I see that there is an experimental feature (looking through
config.default.php) to create checksums. I'd really like to know more
about that and how it could help us.

All in all it seems that backup is easy enough, but *restoring* a
small number of files that were deleted or corrupted is completely
manual. In a disaster recovery (or even a migration) scenario a fresh
install, importing of the database, files into /filestore, and config
should work fine, though still a fairly manual process. In other
words, recovery seems like an easier proposition than simple restore,
and from an archival perspective, Resourcespace may still have a
little growing to do.

Having said all of this, I should add that the feature set is awesome
and it seems totally usable to me. Not interested in anything but
making my implementation solid so I can put it into production.

If anything I've mentioned here sounds like I'm not quite thinking
about this clearly, please, anyone, let me know.

Thanks again for your kind and thoughtful replies,
Ben
> > resourcespac...@googlegroups.com<resourcespace%2Bunsubscribe@goog legroups.com>
> > .

Tom Gleason

unread,
Oct 13, 2010, 2:26:22 PM10/13/10
to resour...@googlegroups.com
It doesn't take much work to develop a script that will back up the database and even the whole RS installation. I'm not sure this is a job appropriate for RS base code, as it's just a general IT issue.

cron job to do a mysql dump nightly, and rsync the whole thing to another server.

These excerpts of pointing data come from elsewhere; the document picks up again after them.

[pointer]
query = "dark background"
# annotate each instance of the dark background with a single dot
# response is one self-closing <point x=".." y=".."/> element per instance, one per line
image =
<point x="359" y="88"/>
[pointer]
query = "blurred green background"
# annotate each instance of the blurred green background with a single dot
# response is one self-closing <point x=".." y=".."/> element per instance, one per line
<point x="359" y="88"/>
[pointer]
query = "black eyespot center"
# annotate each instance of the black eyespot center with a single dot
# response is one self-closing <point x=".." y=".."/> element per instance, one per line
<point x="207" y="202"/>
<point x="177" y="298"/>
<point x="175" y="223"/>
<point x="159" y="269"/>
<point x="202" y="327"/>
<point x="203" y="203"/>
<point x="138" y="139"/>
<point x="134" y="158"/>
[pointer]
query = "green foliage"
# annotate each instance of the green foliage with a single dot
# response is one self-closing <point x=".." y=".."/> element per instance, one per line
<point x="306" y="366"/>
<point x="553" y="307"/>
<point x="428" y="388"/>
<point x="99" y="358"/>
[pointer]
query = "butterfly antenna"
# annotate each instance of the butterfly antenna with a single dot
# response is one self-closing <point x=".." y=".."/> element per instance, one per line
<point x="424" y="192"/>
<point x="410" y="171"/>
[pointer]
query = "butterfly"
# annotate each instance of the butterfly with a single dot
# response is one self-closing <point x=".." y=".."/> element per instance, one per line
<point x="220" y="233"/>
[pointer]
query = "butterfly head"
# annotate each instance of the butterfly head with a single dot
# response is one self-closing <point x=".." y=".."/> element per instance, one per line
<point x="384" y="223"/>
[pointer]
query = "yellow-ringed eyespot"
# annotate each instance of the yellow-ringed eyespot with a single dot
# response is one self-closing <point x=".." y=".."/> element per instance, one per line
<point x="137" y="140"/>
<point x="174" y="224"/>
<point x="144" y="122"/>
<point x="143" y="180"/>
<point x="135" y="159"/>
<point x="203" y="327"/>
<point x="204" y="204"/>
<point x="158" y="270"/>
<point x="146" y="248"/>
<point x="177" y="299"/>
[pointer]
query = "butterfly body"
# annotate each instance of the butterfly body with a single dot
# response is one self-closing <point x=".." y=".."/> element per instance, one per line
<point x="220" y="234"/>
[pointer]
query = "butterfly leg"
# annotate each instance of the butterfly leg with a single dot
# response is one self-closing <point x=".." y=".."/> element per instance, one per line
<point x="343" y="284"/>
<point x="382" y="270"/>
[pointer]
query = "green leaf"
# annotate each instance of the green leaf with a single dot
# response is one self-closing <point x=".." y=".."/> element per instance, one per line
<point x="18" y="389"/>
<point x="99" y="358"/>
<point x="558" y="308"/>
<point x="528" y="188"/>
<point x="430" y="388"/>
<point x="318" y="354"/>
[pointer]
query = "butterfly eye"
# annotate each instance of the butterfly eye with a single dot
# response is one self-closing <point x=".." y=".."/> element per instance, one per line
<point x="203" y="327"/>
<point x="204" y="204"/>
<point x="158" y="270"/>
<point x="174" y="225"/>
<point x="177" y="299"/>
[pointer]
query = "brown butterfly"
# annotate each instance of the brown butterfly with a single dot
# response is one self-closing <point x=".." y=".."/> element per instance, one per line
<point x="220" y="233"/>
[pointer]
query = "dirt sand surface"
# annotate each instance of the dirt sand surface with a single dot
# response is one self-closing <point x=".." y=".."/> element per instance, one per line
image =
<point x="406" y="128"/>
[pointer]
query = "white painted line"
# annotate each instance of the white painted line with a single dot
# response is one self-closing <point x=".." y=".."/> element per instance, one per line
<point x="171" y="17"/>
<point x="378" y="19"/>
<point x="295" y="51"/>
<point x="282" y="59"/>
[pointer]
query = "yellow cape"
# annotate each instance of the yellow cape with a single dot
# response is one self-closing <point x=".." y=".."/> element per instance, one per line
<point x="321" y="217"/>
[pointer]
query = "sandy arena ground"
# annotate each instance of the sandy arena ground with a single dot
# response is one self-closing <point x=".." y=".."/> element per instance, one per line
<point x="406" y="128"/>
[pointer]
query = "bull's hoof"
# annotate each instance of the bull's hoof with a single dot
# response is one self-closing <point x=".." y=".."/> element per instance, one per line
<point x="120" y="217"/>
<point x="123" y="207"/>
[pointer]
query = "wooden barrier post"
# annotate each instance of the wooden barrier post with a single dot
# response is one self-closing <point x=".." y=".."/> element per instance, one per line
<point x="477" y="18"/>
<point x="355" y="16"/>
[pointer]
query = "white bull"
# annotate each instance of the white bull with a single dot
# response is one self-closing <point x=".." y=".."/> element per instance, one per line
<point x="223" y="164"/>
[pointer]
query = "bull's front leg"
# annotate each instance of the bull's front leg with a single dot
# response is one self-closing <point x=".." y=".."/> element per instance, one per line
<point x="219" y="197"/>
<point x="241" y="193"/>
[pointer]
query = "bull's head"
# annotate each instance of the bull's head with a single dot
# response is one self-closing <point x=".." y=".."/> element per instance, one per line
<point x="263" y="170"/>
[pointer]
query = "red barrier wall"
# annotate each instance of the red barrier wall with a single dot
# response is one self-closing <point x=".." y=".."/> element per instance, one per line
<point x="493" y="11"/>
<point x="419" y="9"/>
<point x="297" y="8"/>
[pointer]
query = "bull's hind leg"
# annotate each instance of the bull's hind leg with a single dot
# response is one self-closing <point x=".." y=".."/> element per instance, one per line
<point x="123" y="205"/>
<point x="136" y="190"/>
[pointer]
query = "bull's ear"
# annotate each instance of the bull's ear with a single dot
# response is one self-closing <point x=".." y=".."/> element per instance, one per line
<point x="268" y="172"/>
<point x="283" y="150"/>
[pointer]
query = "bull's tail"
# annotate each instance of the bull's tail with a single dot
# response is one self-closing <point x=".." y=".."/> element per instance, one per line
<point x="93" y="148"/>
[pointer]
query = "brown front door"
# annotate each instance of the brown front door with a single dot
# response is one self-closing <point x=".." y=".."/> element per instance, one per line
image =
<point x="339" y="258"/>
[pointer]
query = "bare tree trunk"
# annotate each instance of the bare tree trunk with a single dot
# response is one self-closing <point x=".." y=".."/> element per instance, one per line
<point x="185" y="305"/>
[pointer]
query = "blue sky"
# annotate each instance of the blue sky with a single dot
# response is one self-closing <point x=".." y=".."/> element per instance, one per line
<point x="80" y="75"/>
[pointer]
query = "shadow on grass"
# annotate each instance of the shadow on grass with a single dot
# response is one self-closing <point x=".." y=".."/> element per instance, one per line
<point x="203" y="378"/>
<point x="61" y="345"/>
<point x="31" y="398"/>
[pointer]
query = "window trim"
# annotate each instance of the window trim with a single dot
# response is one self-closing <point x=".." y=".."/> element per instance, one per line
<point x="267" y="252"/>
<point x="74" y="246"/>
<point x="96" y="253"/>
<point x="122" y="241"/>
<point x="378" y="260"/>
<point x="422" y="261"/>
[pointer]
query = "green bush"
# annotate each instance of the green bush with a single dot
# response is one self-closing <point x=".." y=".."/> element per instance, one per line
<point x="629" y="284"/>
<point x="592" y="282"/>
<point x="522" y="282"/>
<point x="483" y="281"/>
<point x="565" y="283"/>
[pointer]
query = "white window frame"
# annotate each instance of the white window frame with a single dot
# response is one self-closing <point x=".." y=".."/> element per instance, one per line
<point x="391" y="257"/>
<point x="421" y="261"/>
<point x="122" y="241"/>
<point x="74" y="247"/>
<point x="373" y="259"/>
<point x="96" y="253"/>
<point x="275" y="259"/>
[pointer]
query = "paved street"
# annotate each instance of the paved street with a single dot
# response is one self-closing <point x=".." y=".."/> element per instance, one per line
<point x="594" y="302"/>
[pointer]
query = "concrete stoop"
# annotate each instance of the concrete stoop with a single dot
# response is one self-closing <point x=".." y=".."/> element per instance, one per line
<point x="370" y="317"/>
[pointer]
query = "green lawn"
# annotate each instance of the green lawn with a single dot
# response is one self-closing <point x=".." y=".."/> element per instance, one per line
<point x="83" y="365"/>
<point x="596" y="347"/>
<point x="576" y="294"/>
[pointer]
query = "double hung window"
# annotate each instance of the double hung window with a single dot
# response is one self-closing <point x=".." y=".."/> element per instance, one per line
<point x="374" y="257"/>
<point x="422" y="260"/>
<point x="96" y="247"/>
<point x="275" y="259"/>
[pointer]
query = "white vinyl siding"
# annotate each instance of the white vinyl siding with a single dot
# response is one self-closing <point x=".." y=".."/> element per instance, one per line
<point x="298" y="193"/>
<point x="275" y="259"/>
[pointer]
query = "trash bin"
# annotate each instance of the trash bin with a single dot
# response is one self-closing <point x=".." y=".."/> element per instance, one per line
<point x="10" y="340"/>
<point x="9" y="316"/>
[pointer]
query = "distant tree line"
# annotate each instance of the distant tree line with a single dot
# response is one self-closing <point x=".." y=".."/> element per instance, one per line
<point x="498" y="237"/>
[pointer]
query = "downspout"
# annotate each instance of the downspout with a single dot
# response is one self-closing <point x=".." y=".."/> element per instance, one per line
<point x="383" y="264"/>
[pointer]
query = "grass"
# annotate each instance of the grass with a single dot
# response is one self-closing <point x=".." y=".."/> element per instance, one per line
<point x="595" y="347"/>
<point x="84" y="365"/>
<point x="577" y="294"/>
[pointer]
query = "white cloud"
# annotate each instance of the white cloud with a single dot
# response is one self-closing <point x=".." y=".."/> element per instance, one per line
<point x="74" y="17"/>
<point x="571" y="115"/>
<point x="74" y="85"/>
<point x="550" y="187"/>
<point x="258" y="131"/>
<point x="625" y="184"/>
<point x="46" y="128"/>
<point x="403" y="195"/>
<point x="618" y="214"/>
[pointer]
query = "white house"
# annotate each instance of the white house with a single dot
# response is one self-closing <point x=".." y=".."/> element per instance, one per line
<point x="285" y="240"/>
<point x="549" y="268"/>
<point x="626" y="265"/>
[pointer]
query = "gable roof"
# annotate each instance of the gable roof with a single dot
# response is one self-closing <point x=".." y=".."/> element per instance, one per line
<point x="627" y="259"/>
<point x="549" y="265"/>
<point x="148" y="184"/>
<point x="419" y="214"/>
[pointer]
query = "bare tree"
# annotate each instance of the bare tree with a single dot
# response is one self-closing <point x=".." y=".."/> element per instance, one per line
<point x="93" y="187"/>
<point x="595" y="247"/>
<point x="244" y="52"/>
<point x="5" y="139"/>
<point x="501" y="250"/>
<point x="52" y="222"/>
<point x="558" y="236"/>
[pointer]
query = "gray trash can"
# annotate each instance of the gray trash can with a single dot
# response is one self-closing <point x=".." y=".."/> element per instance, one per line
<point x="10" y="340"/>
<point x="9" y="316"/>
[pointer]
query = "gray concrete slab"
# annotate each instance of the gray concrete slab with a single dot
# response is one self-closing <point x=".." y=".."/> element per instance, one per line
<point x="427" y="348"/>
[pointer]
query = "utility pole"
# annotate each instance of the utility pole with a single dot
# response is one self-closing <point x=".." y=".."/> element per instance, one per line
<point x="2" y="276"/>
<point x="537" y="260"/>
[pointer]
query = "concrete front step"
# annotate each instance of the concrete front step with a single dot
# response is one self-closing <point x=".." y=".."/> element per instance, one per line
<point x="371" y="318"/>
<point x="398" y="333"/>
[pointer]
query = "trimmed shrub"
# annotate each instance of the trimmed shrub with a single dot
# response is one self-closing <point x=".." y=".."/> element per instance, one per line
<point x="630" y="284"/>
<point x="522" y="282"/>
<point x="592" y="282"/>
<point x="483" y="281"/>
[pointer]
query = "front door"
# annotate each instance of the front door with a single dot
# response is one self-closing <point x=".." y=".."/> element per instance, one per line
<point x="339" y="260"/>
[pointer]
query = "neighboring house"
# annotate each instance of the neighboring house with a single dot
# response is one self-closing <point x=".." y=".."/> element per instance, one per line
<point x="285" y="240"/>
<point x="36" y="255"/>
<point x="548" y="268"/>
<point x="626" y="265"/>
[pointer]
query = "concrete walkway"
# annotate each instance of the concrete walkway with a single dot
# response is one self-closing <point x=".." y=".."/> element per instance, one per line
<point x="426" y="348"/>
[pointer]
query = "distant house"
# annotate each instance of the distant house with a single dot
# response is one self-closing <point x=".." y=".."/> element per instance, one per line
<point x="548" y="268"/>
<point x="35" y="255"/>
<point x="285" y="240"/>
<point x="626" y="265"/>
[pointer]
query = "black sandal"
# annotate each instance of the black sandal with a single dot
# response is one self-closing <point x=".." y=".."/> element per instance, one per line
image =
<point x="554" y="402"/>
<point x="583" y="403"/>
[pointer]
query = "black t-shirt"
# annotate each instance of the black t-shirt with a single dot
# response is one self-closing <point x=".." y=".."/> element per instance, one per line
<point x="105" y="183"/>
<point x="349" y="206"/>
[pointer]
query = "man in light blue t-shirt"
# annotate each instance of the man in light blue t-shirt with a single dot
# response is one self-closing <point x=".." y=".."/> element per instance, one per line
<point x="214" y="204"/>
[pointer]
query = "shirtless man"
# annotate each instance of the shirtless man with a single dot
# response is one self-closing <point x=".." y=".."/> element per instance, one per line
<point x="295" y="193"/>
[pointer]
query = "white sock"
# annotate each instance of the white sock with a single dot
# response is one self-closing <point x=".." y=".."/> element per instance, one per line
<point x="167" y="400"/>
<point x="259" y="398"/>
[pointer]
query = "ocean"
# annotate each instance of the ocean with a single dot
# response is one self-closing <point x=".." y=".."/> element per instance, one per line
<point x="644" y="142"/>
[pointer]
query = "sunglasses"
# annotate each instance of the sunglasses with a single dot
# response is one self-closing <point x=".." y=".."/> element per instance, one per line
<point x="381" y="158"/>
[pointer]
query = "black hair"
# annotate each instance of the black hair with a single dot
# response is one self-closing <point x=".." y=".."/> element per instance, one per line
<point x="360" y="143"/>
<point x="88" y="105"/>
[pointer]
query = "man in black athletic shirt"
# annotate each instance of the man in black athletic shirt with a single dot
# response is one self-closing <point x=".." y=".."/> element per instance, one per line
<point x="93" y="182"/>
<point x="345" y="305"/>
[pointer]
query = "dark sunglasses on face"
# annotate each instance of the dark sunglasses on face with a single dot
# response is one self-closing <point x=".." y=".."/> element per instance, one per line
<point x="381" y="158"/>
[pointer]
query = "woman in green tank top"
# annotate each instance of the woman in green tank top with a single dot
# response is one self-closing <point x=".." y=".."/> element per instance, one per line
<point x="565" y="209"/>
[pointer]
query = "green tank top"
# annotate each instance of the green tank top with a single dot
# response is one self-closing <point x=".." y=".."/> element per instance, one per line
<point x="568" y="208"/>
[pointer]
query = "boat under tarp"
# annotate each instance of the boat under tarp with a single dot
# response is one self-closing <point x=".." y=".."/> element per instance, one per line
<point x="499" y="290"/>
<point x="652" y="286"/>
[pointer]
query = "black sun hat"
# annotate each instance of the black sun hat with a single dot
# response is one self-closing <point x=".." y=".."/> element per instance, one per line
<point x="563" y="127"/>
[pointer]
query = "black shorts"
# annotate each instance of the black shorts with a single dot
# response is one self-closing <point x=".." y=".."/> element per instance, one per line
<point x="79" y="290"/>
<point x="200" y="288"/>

It's really not that difficult, but it involves issues outside of RS code, such as how to set up a remote SSH server to rsync to (or an amazon s3 bucket mounted with s3fs as David and I were recently discussing), though I agree it might be an area that could use documentation.

Recovery would always be in a disaster situation with unknown variables, but is easy enough if you have a copy of all the files and the database.

To unsubscribe from this group, send email to resourcespac...@googlegroups.com.

For more options, visit this group at http://groups.google.com/group/resourcespace?hl=en.




--
Tom Gleason, PHP Developer
DBA Impressive Design

Exploring ResourceSpace at:
http://resourcespace.blogspot.com

Paul Manno

unread,
Oct 13, 2010, 2:39:33 PM10/13/10
to resour...@googlegroups.com
Although cron are rsync are great tools, I agree that a more robust
backup/import/export utility would be great and is needed.

For example, an installation that has multiple clients may want to
flush the system of one particular client's resources in a way that
would allow them to easily import them again. In my case, I manage
multiple "productions". When a production is over, I would like to be
able to get all of the resources/collections/metadata for that given
production out of the system and backed up onto tape for long-term
storage. This way, I wouldn't have to hold all the resources on disk
forever. I could dump them out and reclaim that storage space for
future productions. At the same time, I'd like to be able to import
all those items again if, for some reason, that production gets going
again.

So, it's a big project, and it's probably quite difficult (what to do
about collections, themes, etc...) but it's worth looking into for
future development projects.

Tom Gleason

unread,
Oct 13, 2010, 2:49:26 PM10/13/10
to resour...@googlegroups.com
I don't disagree...we should certainly pursue the possibilities for easing this process in as many use-cases as necessary. If only sample bash scripts and cron jobs on the wiki.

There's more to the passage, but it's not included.